# Thread: finding characteristic polynomial, problem with the question?

1. ## finding characteristic polynomial, problem with the question?

Hi.
I was asked to find the characteristic polynomial of A.
A has the following attributes:

$A\in M_n(F)$

$rankA=1$

$n\geq 2$

$traceA=0$

I argue that there is a contradiction here!

if $rankA=1$, it means that: $dimV_0=dimKerA=n-1$.
if $dimKerA=n-1$ then it means that the diagonal matrix D (who has the eignvalues on it's main diagonal), has some $\lambda$ in its $d_{1,1}$ entry, and the rest are zeroes. meaning, D looks like this:
$\begin{bmatrix}\lambda & 0 & . & . & . & 0\\ 0 & 0 & & & & .\\ . & & 0 & & & .\\ . & & & 0 & & .\\ . & & & & 0 & .\\ 0 & 0 & . & . & . & 0\end{bmatrix}$
now, the problem is, that $traceA=0$, and since the trace is the sum of the eignvalues, we'll get that $\lambda=0$, and that means that $rankA=0$! (and not 1 as stated in the question)

2. ## Re: finding characteristic polynomial, problem with the question?

Hi,
I think you'd best rethink your analysis.
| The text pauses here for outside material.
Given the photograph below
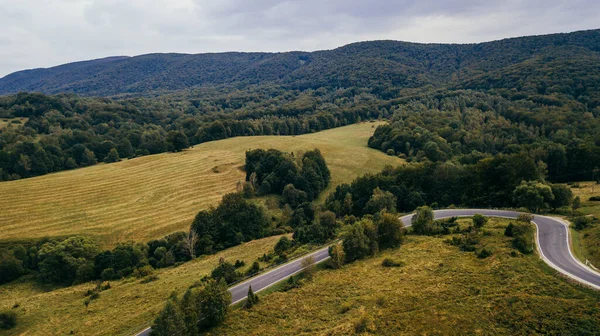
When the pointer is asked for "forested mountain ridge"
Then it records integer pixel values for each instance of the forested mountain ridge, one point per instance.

Does the following matrix satisfy the conditions?

$A=\begin{bmatrix}1&1\\-1&-1\end{bmatrix}$

What is the characteristic polynomial of A?

3. ## Re: finding characteristic polynomial, problem with the question?

OK, now I see what was wrong with my analysis.
I thought that elementary row operations doesn't change the transformation.
dunno why...